Hallo Gartenfreunde !

Kaffeesatz, Eierschalen, Tee, Hefe oder Kartoffelwasser. Pflanzen verwerten vieles was die Küche und Haushalt zu bieten haben. Die sanften Dünger sind nicht nur preiswert, sondern auch umweltfreundlich und eine Überdüngung ist ausgeschlossen.

-Kaffeesatz: Viele Pflanzen wie Kräuter, Gemüse Kamelien Hortensien, Azaleen, Heidelbeeren und Preiselbeeren mögen Kaffee ebenso wie Regenwürmer.
Er enthält Gerbsäuren, Kalium, Phosphor, Stickstoff und Mikro-Nährstoffe.
-Tee: Ob schwarzer-, Grüner- oder Kräutertee, gebrüht oder frisch, sie eignen sich alle zum Düngen. Man gibt sie ins Gießwasser oder harkt die Blättchen in die Erde ein.
– Getrocknete Kräuter: Selbst geerntete, getrocknete Kräuter wie Salbei, Rosmarin, Thymian, Minze, Zitronenmelisse etc. aus Altbeständen, eignen sich hervorragend als Mulch im Gemüsebeet. Sie geben beim Zersetzen ihre Nährstoffe frei.
Die duftende Barriere schreckt auch so manche Schädlinge ab.
– Kartoffelwasser: Abgekochtes-, aber auch frisches Spülwasser von zerkleinerten Kartoffeln oder Gemüsen ist sehr mineralstoffreich und gut für Topf- und Beetpflanzen.
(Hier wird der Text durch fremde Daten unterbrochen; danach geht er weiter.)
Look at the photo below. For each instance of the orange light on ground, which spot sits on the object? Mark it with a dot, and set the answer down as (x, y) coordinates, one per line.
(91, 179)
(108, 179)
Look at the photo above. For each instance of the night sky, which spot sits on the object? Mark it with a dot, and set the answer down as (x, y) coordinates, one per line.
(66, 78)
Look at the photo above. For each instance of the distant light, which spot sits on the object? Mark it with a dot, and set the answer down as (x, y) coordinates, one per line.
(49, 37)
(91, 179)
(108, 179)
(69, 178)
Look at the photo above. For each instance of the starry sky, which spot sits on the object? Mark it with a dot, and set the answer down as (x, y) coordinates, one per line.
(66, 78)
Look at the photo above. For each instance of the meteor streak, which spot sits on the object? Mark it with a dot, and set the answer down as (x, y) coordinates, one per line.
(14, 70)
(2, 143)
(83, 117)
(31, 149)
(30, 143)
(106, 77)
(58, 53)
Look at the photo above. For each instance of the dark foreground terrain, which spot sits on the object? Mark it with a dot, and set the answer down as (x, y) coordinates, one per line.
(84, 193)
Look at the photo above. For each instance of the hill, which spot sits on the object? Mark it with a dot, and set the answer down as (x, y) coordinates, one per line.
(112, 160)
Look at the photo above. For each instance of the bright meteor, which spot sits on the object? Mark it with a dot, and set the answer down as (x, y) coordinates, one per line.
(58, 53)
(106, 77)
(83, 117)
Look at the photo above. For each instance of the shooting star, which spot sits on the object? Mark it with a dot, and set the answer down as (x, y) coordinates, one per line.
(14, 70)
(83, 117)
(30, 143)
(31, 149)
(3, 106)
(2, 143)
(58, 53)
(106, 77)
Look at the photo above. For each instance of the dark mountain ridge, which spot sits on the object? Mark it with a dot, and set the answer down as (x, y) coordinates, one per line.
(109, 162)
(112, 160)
-Hefe: Von Magnesium, Bor, Zink, Selen bis Eisen bietet Hefe alle Spurenelemente die Pflanzenwurzeln mögen.
Als Faustregel gilt: 1/2 Würfel Hefe in 10 L Gießwasser auflösen.
-Rohe Eierschalen: Bodendeckend in die Gießkanne gegeben und mit Regenwasser aufgefüllt, erhält man einen super Calciumdünger für Tomaten.
Haare aller Art: Ob menschlich oder Tierisch. Sie enthalten reichlich Pflanzennährstoffe, unter anderem viel Stickstoff.
Auf dem Kompost beschleunigen die Haare den Rotteprozess.